Bolsonaro une os contrários

Presidente Jair Bolsonaro e a deputada Joice Hansselmann. Foto Orlando Brito

Em seus quase cinco meses no Planalto, Jair Bolsonaro já mostrou que a inconstância e a incoerência são traços marcantes de sua personalidade. Basta analisar as idas e vindas em diversas medidas tomadas, a mais recente, o decreto das armas. Apesar das aparências, foram essas facetas do caráter presidencial a razão real do “recuo” do Centrão na barganha por espaços de poder no governo.

Deputados do Centrão com Onyx Lorenzzoni, ministro de Bolsonaro. Foto Orlando Brito

A volta dos Ministérios das Cidades e da Integração à Esplanada foi acertada em reunião dos chefes do Executivo e do Legislativo, com o testemunho do ministro da Casa Civil. Mas o presidente voltou atrás. Bolsonaro pode achar que ganhou a batalha e se livrou do Centrão, tratado por ele e aliados como o grande mal da República. A “vitória” é boa para cartaz de passeata e para animar redes sociais. O governo, porém, tem pouca chance de sucesso sem os votos de DEM, PP, PR, PRB, SD, PTB e MDB. Somam 194 dos 513 deputados. A oposição conta com pelo menos 102. Para aprovar uma emenda constitucional, com 308 votos, a conta não fecha.

Bolsonaro, porém, ainda pode contar com a sorte — pelo menos na reforma da Previdência. Ela deve ser aprovada, sim, com mudanças, como ocorre em praticamente todos os projetos analisados no Legislativo. Graças ao intenso debate sobre o assunto durante o governo Michel Temer, há um consenso mínimo em torno do assunto. Só que a reforma não esgota a agenda necessária ao país, e a prática nesses meses tem mostrado que governar por meio de decretos — com vícios de inconstitucionalidade — não vai funcionar.
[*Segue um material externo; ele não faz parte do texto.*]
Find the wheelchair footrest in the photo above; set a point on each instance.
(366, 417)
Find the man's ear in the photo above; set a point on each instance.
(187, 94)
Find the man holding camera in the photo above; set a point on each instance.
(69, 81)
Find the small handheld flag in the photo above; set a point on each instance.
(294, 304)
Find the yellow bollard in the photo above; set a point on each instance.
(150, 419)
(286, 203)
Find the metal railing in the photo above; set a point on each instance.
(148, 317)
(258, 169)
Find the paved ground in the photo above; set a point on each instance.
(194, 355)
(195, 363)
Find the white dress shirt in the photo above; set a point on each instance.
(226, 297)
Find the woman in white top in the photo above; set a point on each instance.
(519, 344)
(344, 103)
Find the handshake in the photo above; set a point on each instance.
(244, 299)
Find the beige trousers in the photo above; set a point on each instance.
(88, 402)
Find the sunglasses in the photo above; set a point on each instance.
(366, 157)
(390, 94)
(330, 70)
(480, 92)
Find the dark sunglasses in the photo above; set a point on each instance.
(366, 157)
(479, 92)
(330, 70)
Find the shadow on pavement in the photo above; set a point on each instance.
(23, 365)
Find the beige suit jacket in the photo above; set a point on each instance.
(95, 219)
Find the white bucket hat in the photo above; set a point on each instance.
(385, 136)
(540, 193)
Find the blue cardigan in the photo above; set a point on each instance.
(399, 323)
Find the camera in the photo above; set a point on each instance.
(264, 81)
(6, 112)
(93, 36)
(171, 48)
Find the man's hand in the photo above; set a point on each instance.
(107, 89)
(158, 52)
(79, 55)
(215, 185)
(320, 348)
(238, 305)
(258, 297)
Ex-senador José Anibal. Foto Orlando Brito

Já é até lugar comum afirmar que o governo não tem articulação com o Congresso. Isso não acontece nem no partido do presidente, o PSL, sempre imerso em brigas e disputas de vaidade. O clima no meio político, porém, evoluiu da mera constatação desse fato para uma forte preocupação, especialmente diante dos números fracos da economia. E já conseguiu produzir o inesperado — colocar adversários históricos na sala para conversar. Foi o que se viu no registro feito por “O Estado de S. Paulo”, da reunião que juntou 40 pessoas, entre petistas, como Fernando Haddad, e tucanos, como o ex-senador José Aníbal, no domingo, em São Paulo. Representantes de PCdoB, PSOL, PV, Cidadania, Rede e PDT estavam presentes.
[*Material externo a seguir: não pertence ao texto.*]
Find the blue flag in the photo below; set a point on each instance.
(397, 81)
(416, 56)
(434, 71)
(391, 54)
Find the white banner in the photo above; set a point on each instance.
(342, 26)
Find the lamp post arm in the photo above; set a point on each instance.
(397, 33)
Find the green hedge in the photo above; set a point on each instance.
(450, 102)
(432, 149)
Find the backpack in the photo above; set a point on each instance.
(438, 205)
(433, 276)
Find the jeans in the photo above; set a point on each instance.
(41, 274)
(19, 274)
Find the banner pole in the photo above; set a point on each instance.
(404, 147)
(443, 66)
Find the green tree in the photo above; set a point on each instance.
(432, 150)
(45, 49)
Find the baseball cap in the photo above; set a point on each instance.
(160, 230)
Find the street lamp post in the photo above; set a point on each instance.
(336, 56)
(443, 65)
É cedo para saber se essa conversa tem futuro. Mas política é feita de gestos, e o sinal foi positivo. Demonizar o Congresso foi bom para Bolsonaro ganhar a eleição. Não serve para governar, como mostram esses primeiros meses. Se o presidente não entendeu isso, é bom que alguém mostre o contrário — seja do Centrão, do PT, do PSDB ou do PSL. Foram todos eleitos, como Jair Bolsonaro.